Ana (Ana López Mercado) makes a toast with the two charming teen chunks of raging hormones she’s teamed up with on a spontaneous road trip through Mexico: "Here’s to life and love and sex!" she declares, setting off on a journey to teach the flabbergasted boys all about precisely those subjects, with a special emphasis on the third. But a night that begins with a guzzling, raucous celebration ends in a steamy motel threesome – foursome, if you add the tequila — just before Ana’s tragic secret is revealed.
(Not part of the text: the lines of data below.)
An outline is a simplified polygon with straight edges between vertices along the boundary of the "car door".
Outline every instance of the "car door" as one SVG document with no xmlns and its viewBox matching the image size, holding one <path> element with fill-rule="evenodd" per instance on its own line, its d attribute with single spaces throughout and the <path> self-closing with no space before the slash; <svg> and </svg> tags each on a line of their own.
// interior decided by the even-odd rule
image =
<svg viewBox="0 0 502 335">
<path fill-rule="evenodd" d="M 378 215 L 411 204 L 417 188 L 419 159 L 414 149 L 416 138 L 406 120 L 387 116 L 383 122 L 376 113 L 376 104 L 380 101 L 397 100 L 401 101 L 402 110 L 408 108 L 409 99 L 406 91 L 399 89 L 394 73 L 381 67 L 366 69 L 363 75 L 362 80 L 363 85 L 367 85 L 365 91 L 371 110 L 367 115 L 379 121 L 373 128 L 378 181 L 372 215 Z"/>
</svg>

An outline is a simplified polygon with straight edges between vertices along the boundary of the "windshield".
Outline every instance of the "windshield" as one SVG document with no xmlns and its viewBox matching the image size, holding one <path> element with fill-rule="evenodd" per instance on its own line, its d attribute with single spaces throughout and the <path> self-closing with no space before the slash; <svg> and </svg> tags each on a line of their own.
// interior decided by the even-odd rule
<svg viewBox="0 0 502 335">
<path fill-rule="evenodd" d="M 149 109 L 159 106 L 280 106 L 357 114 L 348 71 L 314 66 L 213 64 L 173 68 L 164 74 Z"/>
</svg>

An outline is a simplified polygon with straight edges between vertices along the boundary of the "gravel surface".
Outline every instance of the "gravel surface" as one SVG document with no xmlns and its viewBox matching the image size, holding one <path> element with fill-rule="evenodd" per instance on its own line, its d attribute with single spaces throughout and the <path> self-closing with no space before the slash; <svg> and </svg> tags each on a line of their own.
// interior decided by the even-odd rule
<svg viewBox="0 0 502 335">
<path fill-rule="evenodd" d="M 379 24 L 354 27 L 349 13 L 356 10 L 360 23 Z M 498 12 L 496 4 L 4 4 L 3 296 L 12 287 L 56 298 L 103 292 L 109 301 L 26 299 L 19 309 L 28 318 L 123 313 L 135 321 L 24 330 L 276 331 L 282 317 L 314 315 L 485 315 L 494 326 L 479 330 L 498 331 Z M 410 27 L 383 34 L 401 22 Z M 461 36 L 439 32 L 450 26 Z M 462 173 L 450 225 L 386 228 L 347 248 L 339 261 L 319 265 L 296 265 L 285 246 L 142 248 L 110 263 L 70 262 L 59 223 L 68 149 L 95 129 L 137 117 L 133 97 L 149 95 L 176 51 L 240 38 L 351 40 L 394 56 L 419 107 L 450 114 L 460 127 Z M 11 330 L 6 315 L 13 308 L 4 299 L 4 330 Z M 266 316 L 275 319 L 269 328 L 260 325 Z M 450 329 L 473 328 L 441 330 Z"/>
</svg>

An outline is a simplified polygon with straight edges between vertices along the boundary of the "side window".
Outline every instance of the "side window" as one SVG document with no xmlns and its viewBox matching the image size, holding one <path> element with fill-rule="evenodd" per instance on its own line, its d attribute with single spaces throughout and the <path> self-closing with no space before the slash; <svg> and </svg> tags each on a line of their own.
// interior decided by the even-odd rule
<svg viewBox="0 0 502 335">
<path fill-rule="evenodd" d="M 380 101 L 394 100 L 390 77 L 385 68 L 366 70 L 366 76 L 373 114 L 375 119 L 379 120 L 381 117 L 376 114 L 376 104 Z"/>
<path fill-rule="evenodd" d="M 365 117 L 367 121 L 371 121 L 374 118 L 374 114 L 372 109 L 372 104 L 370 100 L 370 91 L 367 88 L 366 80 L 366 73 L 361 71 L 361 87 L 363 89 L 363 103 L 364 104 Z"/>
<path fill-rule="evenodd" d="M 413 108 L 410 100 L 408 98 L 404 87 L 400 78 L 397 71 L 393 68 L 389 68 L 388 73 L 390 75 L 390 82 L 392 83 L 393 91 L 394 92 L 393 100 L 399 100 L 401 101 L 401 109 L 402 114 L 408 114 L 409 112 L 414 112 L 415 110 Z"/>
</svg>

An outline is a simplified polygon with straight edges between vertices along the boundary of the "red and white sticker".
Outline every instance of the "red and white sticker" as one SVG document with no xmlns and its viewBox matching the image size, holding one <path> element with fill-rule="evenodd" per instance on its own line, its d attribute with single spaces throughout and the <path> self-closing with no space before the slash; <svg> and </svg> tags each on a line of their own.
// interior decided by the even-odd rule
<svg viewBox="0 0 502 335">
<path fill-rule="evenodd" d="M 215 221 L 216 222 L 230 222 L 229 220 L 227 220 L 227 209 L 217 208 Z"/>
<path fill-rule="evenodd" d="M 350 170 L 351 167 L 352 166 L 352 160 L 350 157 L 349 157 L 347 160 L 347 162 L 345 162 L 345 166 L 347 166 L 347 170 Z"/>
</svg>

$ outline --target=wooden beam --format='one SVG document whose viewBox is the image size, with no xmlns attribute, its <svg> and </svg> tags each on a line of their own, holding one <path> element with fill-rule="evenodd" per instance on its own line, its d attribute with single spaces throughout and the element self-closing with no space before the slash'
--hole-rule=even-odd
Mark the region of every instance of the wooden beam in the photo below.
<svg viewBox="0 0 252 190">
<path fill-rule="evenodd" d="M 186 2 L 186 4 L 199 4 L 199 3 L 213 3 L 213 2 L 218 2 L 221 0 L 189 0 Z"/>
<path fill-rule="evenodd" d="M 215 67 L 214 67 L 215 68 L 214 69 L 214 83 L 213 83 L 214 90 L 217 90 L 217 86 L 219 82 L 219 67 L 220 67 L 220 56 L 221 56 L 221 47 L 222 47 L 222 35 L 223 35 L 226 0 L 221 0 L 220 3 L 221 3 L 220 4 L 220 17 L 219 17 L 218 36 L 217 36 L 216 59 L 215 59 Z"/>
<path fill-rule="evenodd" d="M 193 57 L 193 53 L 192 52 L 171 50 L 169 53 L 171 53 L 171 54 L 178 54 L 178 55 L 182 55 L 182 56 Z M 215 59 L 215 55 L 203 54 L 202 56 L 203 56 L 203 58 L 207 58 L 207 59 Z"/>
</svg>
This is the second sex scene in the film, the first being much more tame, despite Edie’s titillating cheerleading outfit. When they go at it again, the wholesome family facade has been torn away. Edie, having learned that Tom is really a mobster in hiding, slaps him, and a fight ensues that quickly transforms into rough, screaming, combative sex. In his DVD commentary, Cronenberg notes, "It was a physically difficult scene to shoot and an emotionally very difficult scene to shoot. We wanted to suggest that she’s attracted and repelled by Joey, and she’s still looking for the Tom that’s in this creature." The passion, the pain, the pleasure and betrayal all comes through in the scene, which manages to be both disturbing and insanely erotic at the same time.
Prison guard Hank (Billy Bob Thornton) certainly didn’t expect to be sleeping with the wife of one of the men whose execution he presided over, but finds himself comforting Halle Berry’s living-a-nightmare character Leticia, the only way he knows how. "Make me feel good," Berry begs, searching for an ounce of happiness in the hell her life has become. She finds temporary comfort in Hank’s arms, as evidenced by a love scene that’s more urgent and passionately animalistic than any in recent memory.
Make no mistake – 21 Grams is definitely one of those films that you see only once. The subject matter is crushing and overpowering: A man (Sean Penn) with a fatal heart condition is given the heart of a hit-and-run victim, whose devastated wife (Naomi Watts) turns to drugs and spirals into addiction. Penn and Watts’ characters eventually become fatally entwined with the driver in the hit-and-run (Benicio Del Toro), but in the midst of all that, a tortured, heartbroken union between Watts and Penn leads to a love scene that’s as emotionally charged and sexually tense as any film in memory. Watts’ astonishing beauty played no small part in this particular scene making the list.
Gorgeous Paz Vega, who you may remember as the sizzling housekeeper in Spanglish, sorta-kinda stalks novelist Lorenzo (Tristán Ulloa) and once they finally talk, he’s suddenly talked into letting her move in with him. Their fun comes at a terrible price, but their love scene convinces you that it’s well worth it.
Suburban outcasts indulge their instincts as emasculated, housebound husband Brad (Patrick Wilson) takes the artsy Sarah (Kate Winslet) in the laundry room on the dryer. The rocking of the machine helps, but it’s no comparison to the passionate thrusting between these two.
Anyone with a particular fondness for Maggie Gyllenhaal and S&M will be head over heels for this one, which features all kinds of spanking, demeaning and kinky antics performed on Miss G at the hands of James Spader. But it’s the bathtub scene, where Gyllenhall’s body glistens as Spader shampoos her hair, the voiceover where she explains how "for the first time in my life, I felt beautiful."
Naomi Watts makes the list again as Betty, half the strangely desperate pair of would-be girl detectives, along with Rita (Laura Elena Harring), a silvery-blond wigged Hollywood amnesiac. After a traumatic afternoon, a goodnight kiss takes a passionate turn and Betty asks Rita, "Have you ever done this before?" – to which the afflicted Rita replies, "I don’t know. Have you?" Betty says, "I want to… with you," and with that, a heavenly all-girl love scene unfolds before the two descend into a typically Lynchian hell. Points deducted for the digital blurring of Harring’s unmentionables, but this is otherwise one of the hottest, most breathless scenes on celluloid.
Trey Parker and Matt Stone had to make some massive cuts to Team America in order to secure an R-rating, but the infamous marionette sex scene is still far and away one of the most graphic sequences in movie history. The puppets do all sorts of things the MPAA would never, ever let humans do onscreen, but their lack of anatomic specifics allows for some rather alarming flexibility, both literally and figuratively.
The highly controversial scene between Jake Gyllenhaal and Heath Ledger in Ang Lee’s homoerotic drama marks the first full gay love scene between two major Hollywood actors of our generation. Sure, the Wyoming mountains tense moments in a sleeping bag leads to a scene mostly bathed in darkness, reliant upon shadows and sound to deliver the message. The film serves as a testament to the versatility and courage of both actors.